Un guérisseur lui fit des pointes de feu mais en vain. Mon père fit venir le Docteur Dominique sans résultats. On m'emmena lui rendre visite avec ma sœur Fatima. Zohra quelques jours avant sa mort, dans sa tente de nomade faite de parois tissées de poils de caprins et de camelins. Elle était partagée en deux parties, l'une encombrée de quelques ustensiles noircis et dans l'autre elle était allongée, les yeux hagards et brillants, enflammés et fiévreux.

Elle me fixait, exprimant la douleur intense qui habitait son corps et la tristesse qui noyait son âme. Elle m'embrassa affectueusement et je sentis ses joues en feu.

Notre présence lui procura beaucoup de bonheur et elle se mit à égrener tous les souvenirs comme un chapelet y compris son attitude désagréable avec Memou

qu'elle regrettait au seuil de la mort qui ne tardât pas à venir la faucher dans ses 20 ans Pauvre et chère Halima reposes en paix !

Le jour ou eut lieu cette visite le ciel était couvert d'un immense nuage jaune dû a des bourrasques résultant d'un vent de sable, soulevant une poussière fort désagréable.

Une chaleur étouffante et inhabituelle régnait.

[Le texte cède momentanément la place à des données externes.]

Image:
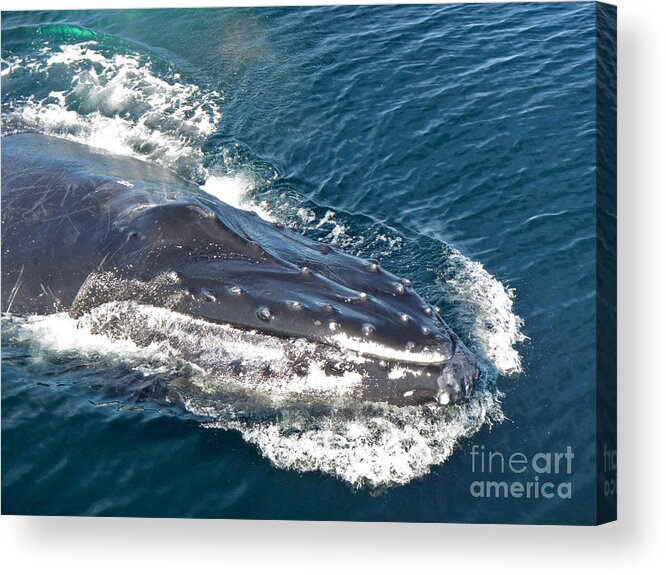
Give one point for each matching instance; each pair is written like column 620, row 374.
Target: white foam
column 377, row 350
column 118, row 103
column 493, row 325
column 388, row 446
column 234, row 189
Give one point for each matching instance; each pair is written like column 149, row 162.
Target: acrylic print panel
column 320, row 263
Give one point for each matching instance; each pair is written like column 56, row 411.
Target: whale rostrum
column 82, row 228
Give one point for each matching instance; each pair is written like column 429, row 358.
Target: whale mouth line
column 378, row 351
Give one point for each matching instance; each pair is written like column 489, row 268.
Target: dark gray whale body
column 81, row 228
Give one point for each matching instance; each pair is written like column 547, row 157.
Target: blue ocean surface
column 454, row 143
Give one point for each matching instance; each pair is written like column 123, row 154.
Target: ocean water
column 455, row 143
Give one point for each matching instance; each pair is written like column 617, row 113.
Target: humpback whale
column 82, row 228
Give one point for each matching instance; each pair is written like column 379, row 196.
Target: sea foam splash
column 368, row 445
column 116, row 102
column 122, row 103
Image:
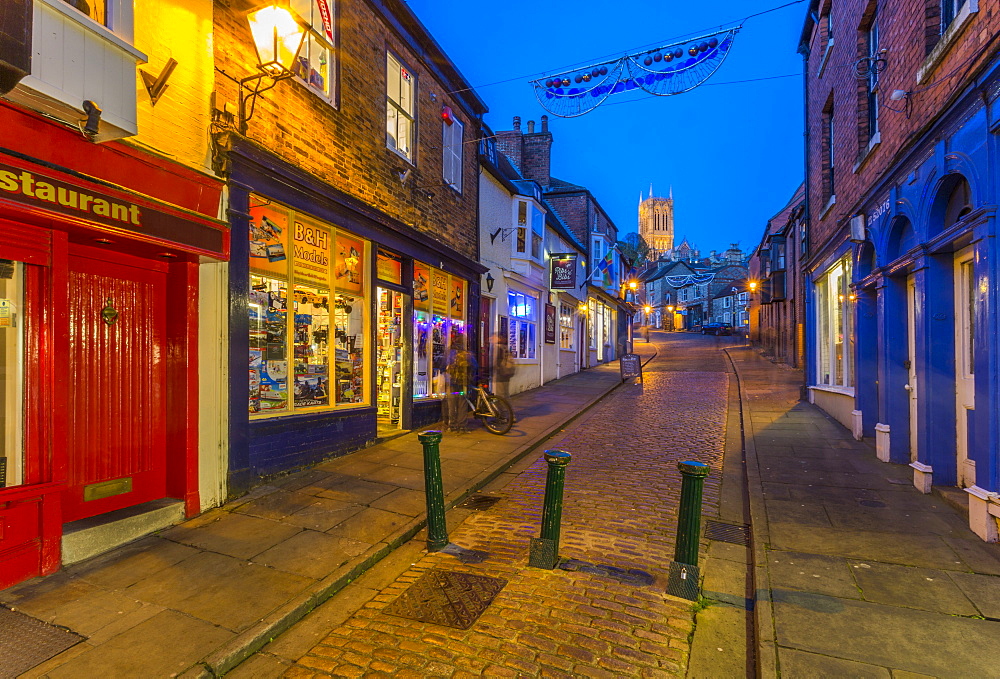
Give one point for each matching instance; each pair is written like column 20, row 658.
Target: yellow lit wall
column 177, row 127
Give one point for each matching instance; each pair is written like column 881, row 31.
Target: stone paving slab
column 199, row 597
column 620, row 510
column 858, row 574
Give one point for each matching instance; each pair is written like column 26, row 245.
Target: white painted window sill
column 844, row 391
column 873, row 144
column 948, row 38
column 826, row 208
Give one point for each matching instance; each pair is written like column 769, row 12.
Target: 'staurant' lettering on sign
column 147, row 217
column 28, row 185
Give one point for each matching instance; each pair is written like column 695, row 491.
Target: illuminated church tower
column 656, row 223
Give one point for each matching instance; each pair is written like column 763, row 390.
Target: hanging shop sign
column 124, row 212
column 348, row 266
column 389, row 267
column 563, row 271
column 439, row 285
column 550, row 324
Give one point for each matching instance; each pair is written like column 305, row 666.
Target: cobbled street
column 621, row 500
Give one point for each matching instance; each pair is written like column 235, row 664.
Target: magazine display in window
column 12, row 377
column 438, row 317
column 307, row 338
column 268, row 345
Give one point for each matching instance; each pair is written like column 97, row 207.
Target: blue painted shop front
column 333, row 359
column 923, row 305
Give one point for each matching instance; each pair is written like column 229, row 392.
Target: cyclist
column 461, row 369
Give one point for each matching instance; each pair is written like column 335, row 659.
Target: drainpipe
column 806, row 217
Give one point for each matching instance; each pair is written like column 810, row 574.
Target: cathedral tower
column 656, row 223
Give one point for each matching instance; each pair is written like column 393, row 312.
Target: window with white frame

Très vite, je retournais à mes habitudes pour satisfaire ma curiosité et j'admirais les deux vieillards savourant le petit lait et ravis pour si peu. Comme quoi, le bonheur est le plus souvent constitué par un chapelet de gestes simples comme la nature même de ceux dont il émane.

Une sorte de complicité existait entre nous, dés lors qu'il me laissait voir les forgerons en activité, ce que Jacob plutôt sévère, n'acceptait que difficilement.